La chica volvió a enfrentarme y sus ojos de sombras se clavaron en la Cruz.

—Esa luz… es tan… Me hace sentir mejor.

—Y no es más que un atisbo de lo que te espera. ¿Me dejarías ayudarte a llegar?

La chica muerta asintió. Entonces tomé la Cruz con ambas manos y cerré los ojos. Las palabras brotaron solas de mi boca, una letanía rítmica, armoniosa. Las dejé fluir. Al lado de la chica, en el suelo frío y sucio, apareció un círculo de luz que creció, alzándose como un arco refulgente. Abrí los ojos y la vi mirando el arco con más curiosidad que temor. Callé, observándola. Ella sonrió, los ojos ahora límpidos. Tocó la luz y soltó una risita, luego me enfrentó.

—Viniste a ayudarme aunque nunca nos conocimos. Ni siquiera sé tu nombre.

—Lucía, ése es mi nombre —respondí.

—Gracias, Lucía.

Me regaló una última sonrisa y dio un paso. Su pie desapareció en la luz.

—Que Dios te bendiga, Mariana —murmuré, viéndola fundirse con el fulgor que llenaba el arco.

El portal resplandeció con intensidad por un instante, antes de comenzar a empequeñecerse hasta desaparecer por completo.
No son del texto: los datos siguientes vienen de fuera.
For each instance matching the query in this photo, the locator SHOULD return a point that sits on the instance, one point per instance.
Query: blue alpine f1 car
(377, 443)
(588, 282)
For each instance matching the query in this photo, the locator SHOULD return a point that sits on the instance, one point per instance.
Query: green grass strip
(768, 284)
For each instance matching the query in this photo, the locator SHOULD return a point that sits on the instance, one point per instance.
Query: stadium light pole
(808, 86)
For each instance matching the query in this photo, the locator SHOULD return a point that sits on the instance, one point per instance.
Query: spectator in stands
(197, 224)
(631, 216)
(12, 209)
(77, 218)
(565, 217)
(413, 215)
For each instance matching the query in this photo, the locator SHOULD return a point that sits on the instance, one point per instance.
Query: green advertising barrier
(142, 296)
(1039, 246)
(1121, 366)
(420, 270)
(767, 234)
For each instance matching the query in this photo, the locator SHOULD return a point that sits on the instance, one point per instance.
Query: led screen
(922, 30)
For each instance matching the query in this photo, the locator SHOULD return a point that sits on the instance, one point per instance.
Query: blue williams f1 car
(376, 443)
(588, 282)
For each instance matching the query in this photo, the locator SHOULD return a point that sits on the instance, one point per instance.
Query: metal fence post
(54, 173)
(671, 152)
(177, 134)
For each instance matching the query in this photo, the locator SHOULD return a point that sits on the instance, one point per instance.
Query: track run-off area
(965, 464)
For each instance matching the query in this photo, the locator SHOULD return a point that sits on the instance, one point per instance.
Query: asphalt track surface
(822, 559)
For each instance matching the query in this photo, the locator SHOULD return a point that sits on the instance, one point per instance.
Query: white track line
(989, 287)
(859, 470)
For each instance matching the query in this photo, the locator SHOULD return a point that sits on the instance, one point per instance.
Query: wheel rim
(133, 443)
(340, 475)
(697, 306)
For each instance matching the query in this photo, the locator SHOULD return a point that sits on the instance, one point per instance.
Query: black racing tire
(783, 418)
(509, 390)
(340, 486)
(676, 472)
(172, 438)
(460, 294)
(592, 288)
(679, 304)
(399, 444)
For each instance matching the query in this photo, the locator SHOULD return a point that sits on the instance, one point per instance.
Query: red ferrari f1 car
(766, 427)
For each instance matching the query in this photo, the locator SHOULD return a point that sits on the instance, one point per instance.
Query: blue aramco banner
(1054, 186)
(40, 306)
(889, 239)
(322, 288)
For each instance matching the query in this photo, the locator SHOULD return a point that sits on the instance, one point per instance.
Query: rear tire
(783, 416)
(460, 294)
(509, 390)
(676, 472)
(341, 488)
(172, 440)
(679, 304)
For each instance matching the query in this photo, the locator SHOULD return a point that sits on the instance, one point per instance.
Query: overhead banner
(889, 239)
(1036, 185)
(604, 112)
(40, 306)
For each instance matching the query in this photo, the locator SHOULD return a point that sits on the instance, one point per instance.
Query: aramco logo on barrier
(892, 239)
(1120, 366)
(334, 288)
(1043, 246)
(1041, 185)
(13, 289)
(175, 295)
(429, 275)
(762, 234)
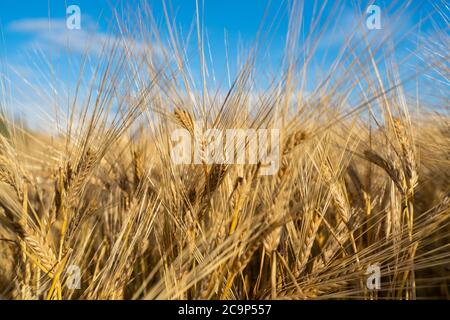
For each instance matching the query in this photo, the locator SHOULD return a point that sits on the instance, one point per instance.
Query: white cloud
(51, 34)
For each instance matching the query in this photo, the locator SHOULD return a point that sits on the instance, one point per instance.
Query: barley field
(93, 206)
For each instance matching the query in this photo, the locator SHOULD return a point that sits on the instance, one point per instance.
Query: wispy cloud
(52, 34)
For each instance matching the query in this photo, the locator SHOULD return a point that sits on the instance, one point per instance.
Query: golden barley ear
(184, 119)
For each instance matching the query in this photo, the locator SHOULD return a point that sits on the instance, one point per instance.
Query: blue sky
(32, 30)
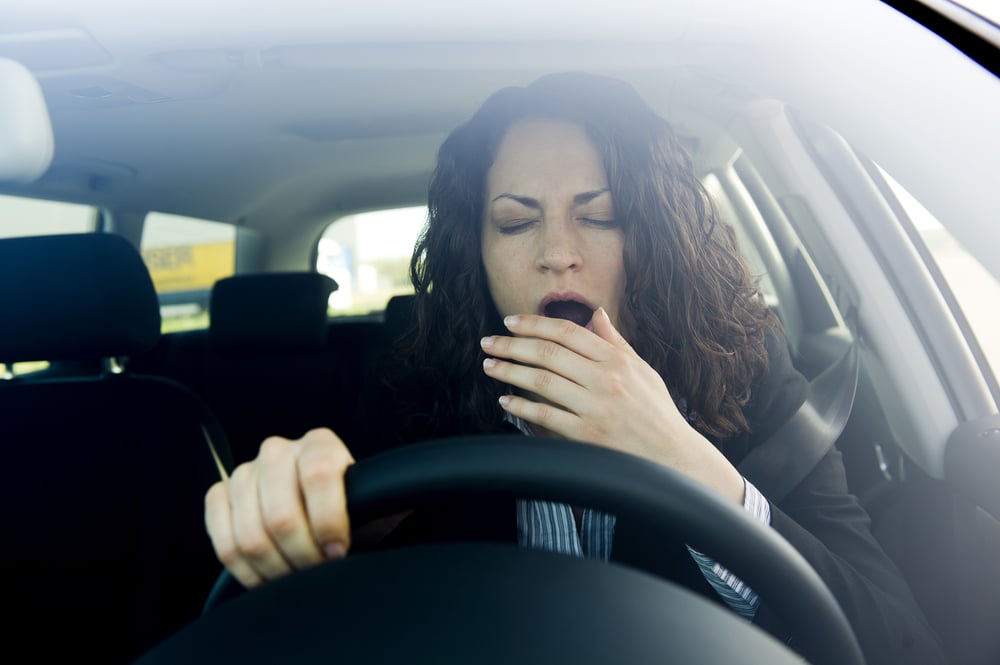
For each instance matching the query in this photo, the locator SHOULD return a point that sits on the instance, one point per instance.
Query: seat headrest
(398, 315)
(271, 311)
(73, 297)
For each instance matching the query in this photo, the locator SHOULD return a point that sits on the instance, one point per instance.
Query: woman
(575, 281)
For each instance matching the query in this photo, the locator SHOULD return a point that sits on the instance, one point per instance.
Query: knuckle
(273, 446)
(255, 546)
(320, 471)
(568, 328)
(282, 521)
(229, 556)
(215, 495)
(542, 380)
(543, 414)
(549, 350)
(242, 473)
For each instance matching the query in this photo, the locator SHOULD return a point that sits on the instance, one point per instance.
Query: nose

Cuando todo volvió a quedar en penumbras, guardé la Cruz y giré hacia el lago. Disfruté el silencio y la quietud con un cigarrillo, la brisa fresca del este en la cara. Faltaban quince minutos para el colectivo de las dos y la parada quedaba a una cuadra.

De pronto me pareció ver a alguien allá abajo, en la vereda de enfrente, medio oculto a la sombra de un árbol. Un hombre con un abrigo oscuro que se agitaba apenas en la brisa nocturna. Un sobretodo como el del tal Blas, el tipo que conociera un rato antes en el Dutch. Pero cuando me incliné para mirar mejor no había nadie ahí. Seguramente había sido un efecto de la sombra del árbol, que replicaba el movimiento blando de las ramas.

Ahora, mirando hacia atrás a esa noche, me pregunto si era casual ese deseo de fumar un cigarrillo ahí arriba, disfrutando la luna en el lago, viendo dormir tranquila esta ciudad pequeña y ruidosa que Dios, el destino o el azar habían puesto a mi cuidado. Porque aquélla fue la última cacería ordinaria. Yo aún lo ignoraba, por supuesto. Pero esa ignorancia iba a durar poco. Demasiado poco.